Every night and every day, I have to make the conscious decision to give her to our all mighty Lord and trust that His will and His plan are the best for our little girl. This is not always easy, but I have faith in the Lord.

He has brought us through valley after valley with this little angel. He knows the full picture of her story and we are blessed to be a part of it.

I hope and pray that the other d-moms and d-dads are able to trust in the Lord and find rest in His arms. My life verse is Jeremiah 29:11 For I know the plans I have for you," declares the LORD, "plans to prosper you and not to harm you, plans to give you hope and a future.

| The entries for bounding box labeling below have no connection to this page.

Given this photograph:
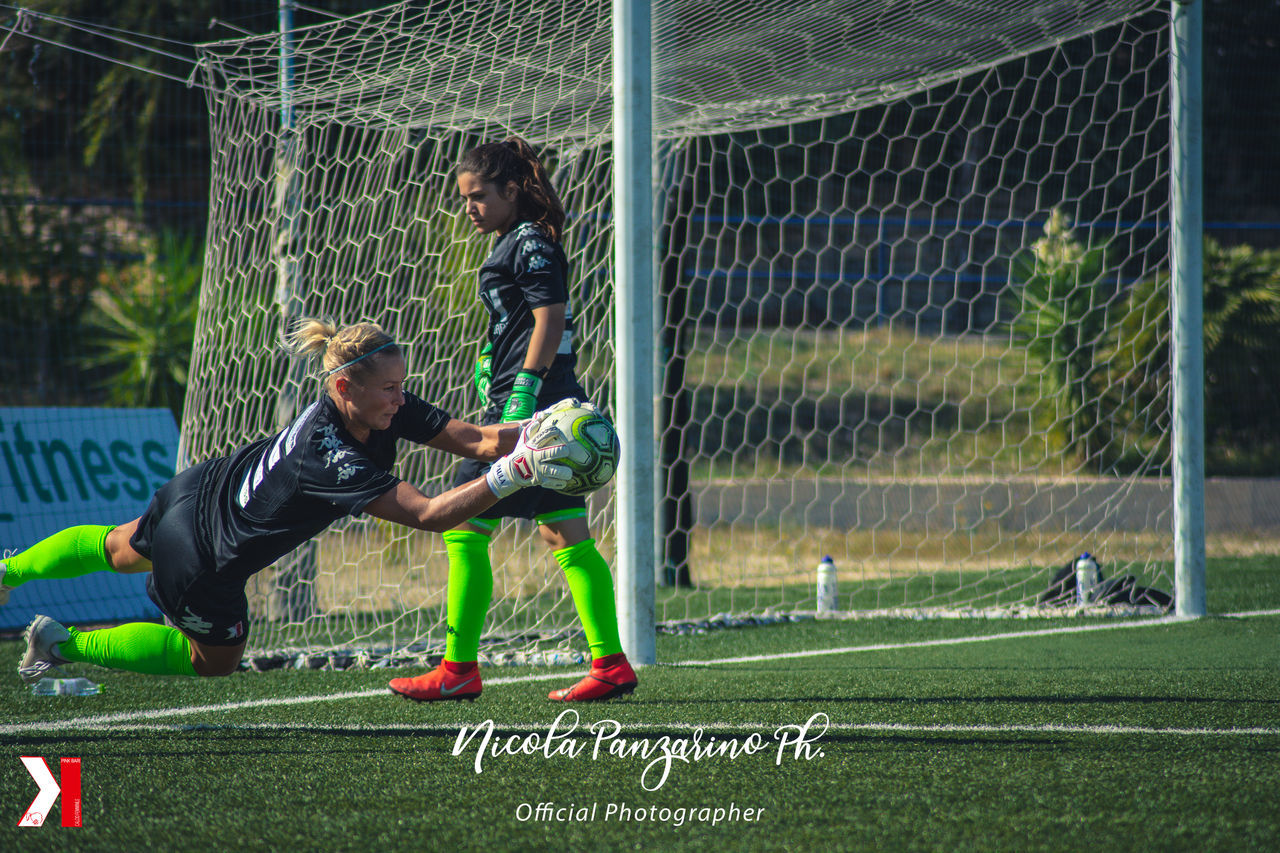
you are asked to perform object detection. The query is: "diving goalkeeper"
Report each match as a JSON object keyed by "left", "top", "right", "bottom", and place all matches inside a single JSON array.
[{"left": 0, "top": 319, "right": 571, "bottom": 681}]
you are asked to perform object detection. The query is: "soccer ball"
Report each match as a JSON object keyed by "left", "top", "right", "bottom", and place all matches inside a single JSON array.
[{"left": 529, "top": 406, "right": 622, "bottom": 494}]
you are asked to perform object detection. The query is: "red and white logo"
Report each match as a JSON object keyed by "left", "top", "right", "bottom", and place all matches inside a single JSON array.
[{"left": 18, "top": 756, "right": 81, "bottom": 826}]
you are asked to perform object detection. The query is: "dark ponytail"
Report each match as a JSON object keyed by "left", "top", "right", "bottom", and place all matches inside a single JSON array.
[{"left": 454, "top": 136, "right": 564, "bottom": 241}]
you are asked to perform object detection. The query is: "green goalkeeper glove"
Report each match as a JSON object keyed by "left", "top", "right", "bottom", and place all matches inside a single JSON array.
[
  {"left": 476, "top": 341, "right": 493, "bottom": 409},
  {"left": 502, "top": 370, "right": 543, "bottom": 424}
]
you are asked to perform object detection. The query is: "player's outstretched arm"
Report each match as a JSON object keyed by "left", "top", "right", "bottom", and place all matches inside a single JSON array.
[
  {"left": 428, "top": 419, "right": 524, "bottom": 462},
  {"left": 365, "top": 425, "right": 572, "bottom": 532},
  {"left": 365, "top": 476, "right": 498, "bottom": 532}
]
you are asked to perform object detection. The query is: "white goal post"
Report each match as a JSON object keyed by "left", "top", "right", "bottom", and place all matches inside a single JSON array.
[{"left": 182, "top": 0, "right": 1203, "bottom": 662}]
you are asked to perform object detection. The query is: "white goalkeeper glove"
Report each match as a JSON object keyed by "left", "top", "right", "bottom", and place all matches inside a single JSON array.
[{"left": 484, "top": 415, "right": 573, "bottom": 498}]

So for now, I will pray for the dear family that did all they could do to care for their daughter, I will pray for all children affected by this disease, I will pray for all the siblings of Type 1 diabetics (because their worlds are rocked by this disease too), I will pray for rest in my maker's arms, and I will pray for the fear to be removed from my heart as well as my husband's, so we can enjoy our time and journey with our sweet Addie Bear.

God is good all the time; ALL the time, God is good.



3 comments:

Susan said...

thanks for sharing Katie, a good reminder for all parents!

Hallie said...

Amen, sister. God is Good. ALL THE TIME. I try not to lose sight of that... even when we're tired and scared and fighting highs or lows...

((Hugs)) to you!

Reyna said...

Hi, I found you through The Blogger Basal on Hallie's blog...The Princess and the Pump. Great post...and I am so sorry about so many changes in your lives. I cannot imagine both Dave and I working in addition to "d", yet I know many, many, many do.

My name is Reyna from Beta Buddies. My son Joe was diagnosed 4 years ago, when he was 3.

Good to meet you. Hang in there...you are not alone.